Daniel Drupsteen, an Auckland online entrepreneur, had been travelling through the Americas and arrived home to the shock of a $1200 Vodafone bill.
"I spoke to Vodafone who said there was nothing I could do but pay it. I was so angry and I thought 'where can I go to vent, and get it off my chest?' There was really nowhere to go."
A couple of weeks later, Drupsteen had issues with Genesis Energy: "So on a hungover Sunday morning, my flatmate and I came up with the idea of The Vent."
The website was built in an afternoon, and two years later it is jammed with tales of incompetent customer service, exorbitant power charges and common rip-offs. But there are also compliments for businesses who get it right.

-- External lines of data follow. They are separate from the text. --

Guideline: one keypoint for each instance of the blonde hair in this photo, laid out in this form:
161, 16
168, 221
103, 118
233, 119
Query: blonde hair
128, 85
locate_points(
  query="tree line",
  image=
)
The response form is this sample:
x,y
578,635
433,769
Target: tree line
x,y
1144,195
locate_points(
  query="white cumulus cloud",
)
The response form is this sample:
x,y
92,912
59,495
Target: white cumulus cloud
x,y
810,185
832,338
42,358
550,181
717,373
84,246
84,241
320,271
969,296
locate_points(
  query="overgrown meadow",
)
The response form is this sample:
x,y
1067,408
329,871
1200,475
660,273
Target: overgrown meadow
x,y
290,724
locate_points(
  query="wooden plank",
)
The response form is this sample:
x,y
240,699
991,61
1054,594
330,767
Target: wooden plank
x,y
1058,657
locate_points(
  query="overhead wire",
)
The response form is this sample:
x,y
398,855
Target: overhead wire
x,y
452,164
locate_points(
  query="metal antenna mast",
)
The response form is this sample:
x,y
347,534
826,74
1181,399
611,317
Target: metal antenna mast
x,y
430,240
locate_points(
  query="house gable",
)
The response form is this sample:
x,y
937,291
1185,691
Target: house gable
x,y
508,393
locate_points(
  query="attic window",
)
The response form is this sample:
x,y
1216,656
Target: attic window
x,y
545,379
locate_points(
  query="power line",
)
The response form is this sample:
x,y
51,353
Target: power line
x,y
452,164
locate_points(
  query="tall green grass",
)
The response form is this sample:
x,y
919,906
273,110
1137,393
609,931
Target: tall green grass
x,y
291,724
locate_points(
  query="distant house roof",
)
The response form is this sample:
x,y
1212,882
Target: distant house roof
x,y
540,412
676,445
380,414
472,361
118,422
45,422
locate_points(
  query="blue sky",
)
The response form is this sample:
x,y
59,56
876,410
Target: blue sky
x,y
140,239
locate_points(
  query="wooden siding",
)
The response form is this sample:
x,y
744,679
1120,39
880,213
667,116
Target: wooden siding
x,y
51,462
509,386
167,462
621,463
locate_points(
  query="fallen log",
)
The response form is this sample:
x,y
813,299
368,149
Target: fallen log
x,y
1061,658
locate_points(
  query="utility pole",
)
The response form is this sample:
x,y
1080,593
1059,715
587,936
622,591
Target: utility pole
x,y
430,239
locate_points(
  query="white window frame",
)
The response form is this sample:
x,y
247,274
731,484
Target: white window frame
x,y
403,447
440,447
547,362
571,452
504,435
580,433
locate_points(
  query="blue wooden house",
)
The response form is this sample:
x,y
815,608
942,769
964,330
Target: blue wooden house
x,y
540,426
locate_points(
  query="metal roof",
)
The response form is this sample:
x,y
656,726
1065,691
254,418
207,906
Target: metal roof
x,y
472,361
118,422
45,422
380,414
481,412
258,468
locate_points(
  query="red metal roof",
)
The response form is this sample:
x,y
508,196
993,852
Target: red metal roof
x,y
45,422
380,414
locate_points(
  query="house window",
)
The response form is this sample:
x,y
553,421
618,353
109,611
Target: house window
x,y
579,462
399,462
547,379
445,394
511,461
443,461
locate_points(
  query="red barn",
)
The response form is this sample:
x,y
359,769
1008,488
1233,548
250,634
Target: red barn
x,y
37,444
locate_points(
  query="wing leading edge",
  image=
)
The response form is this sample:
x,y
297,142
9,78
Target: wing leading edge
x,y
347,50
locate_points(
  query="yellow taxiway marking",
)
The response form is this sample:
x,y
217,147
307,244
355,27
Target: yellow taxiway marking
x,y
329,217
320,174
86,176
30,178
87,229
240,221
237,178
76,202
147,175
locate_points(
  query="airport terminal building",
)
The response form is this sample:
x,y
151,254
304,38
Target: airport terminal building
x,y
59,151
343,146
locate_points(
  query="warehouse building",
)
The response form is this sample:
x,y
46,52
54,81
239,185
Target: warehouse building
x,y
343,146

"It started off as somewhere to put negative vents, but then I realised there were a lot of positive things to say about Kiwi businesses and services too, so we adapted it so people could post positive comments. I'd say one in four is positive," Drupsteen says.
Feedback from those copping the flak has been minimal. A few businesses have asked The Vent to remove personal names from condemnations, prompting the creation of site rules: no personal attacks and no swearing.
"There are a lot of people out there who experience over-corporatisation and feel hamstrung. I think this site is having an effect - a lot of people go on there to read and relate, and make their own judgments," says Drupsteen.
While Kiwis are becoming more confident in tapping out their views, we still have some ground to make up. American site Yelp.com features 17 million consumer reviews of local businesses and services, drawing more than 50 million monthly visitors.
"Kiwis are learning to write reviews now. In the US, people use their voice more often; they're a little more educated about writing reviews or having their say," Drupsteen says. "New Zealanders are traditionally more reserved or laid back about things, but we're getting there."